@TinkerSofi Thanks for your advice, the flower ceremony is a nice idea, I'll look more into it I've tried to speak to her, it never goes over well. It starts with me speaking, then she gets angry and picks parts of what I said to argue back about, then I sit there quietly until she's done her rant, and it ends. Nothing resolved, because I can't get a word in, she thinks I'm being condescending and treating her like a child. I try to speak really nicely and not raise my voice and she says I think I'm better than her... its a cycle.
I'm making her sound like a monster. She has a really big heart and I love her, but can be very stubborn and sometimes hurtful. My girlfriends know her and have promised to help me out.

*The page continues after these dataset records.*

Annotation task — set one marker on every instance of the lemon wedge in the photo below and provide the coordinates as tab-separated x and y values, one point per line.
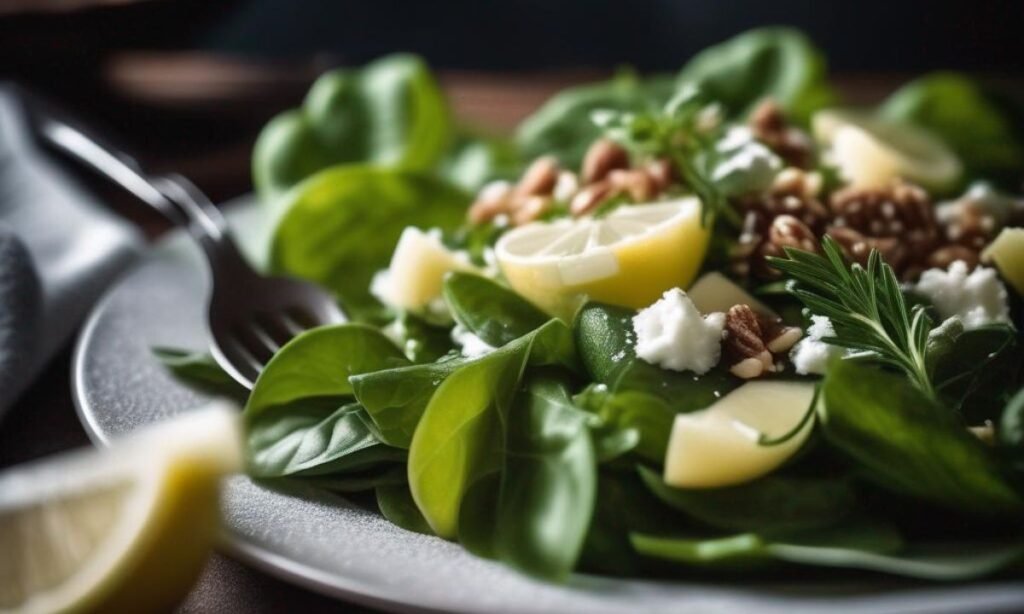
125	529
720	445
1008	254
871	151
628	258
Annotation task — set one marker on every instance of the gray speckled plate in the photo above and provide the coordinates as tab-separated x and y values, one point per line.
335	546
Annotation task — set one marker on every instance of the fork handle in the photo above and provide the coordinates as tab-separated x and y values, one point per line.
172	195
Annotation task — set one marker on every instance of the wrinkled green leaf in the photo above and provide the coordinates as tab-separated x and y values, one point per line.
340	226
318	362
397	507
548	483
770	505
309	438
491	311
770	62
956	110
904	442
389	113
563	126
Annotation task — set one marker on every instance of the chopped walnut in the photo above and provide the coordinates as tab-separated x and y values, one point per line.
770	127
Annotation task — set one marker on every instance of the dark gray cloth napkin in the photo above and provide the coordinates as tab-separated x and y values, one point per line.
59	250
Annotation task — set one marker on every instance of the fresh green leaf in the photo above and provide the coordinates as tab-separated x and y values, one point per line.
308	438
771	505
318	362
956	110
340	226
563	126
397	507
395	398
770	62
548	483
903	441
199	369
489	310
390	113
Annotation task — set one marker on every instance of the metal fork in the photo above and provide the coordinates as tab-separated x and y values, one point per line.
250	315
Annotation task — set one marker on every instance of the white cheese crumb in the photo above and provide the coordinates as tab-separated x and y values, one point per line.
747	166
811	355
977	298
673	335
472	346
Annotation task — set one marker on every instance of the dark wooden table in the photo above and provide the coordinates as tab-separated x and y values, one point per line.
200	116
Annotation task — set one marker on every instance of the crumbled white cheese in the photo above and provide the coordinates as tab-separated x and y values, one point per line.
811	355
978	298
472	346
747	165
672	334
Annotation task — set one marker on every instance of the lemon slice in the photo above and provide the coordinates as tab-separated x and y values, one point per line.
627	258
871	151
1008	254
720	445
126	529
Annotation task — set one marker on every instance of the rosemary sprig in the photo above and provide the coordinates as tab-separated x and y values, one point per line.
865	306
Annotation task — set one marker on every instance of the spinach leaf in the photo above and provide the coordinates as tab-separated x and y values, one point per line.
647	417
340	226
389	113
979	371
904	442
397	507
863	544
474	160
395	398
956	110
460	436
606	345
318	362
770	62
548	483
199	369
562	127
308	438
491	311
770	505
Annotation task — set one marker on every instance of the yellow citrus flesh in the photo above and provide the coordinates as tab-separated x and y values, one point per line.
126	529
628	258
1008	254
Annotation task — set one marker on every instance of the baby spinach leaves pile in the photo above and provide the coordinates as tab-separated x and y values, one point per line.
545	453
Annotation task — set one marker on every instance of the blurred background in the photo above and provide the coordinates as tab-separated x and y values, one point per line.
187	83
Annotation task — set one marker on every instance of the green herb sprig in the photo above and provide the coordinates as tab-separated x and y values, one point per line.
685	131
866	308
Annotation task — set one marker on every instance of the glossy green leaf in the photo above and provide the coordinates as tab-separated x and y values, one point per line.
769	505
395	398
396	505
489	310
563	126
548	483
341	225
318	362
770	62
309	438
956	110
390	113
904	442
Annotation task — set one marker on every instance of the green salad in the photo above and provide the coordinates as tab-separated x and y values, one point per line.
715	322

I'm sure it will all be okay, just need to be positive I actually fought back a couple tears writing these posts... this is definitely my biggest wedding stress and I can't believe how open I'm being on this forum. Thanks ladies
We all have those moments when our parents get on our nerves a bit but it doesn't mean they're bad people. I had a couple of those last week where I felt like my mom was trying to take over the planning and I kind of lashed out at her a bit. It was mean from my part because she probably didn't even notice that she was doing it. I could have been nicer about it.
Best of luck! At the end of the day I think the "who walks you down the aisle" is a big deal, and you should do what makes you happier, no matter who or how many people protest. However, it is easier said that done, especially when people guilt trip you or act like they're hurt for not doing what they want.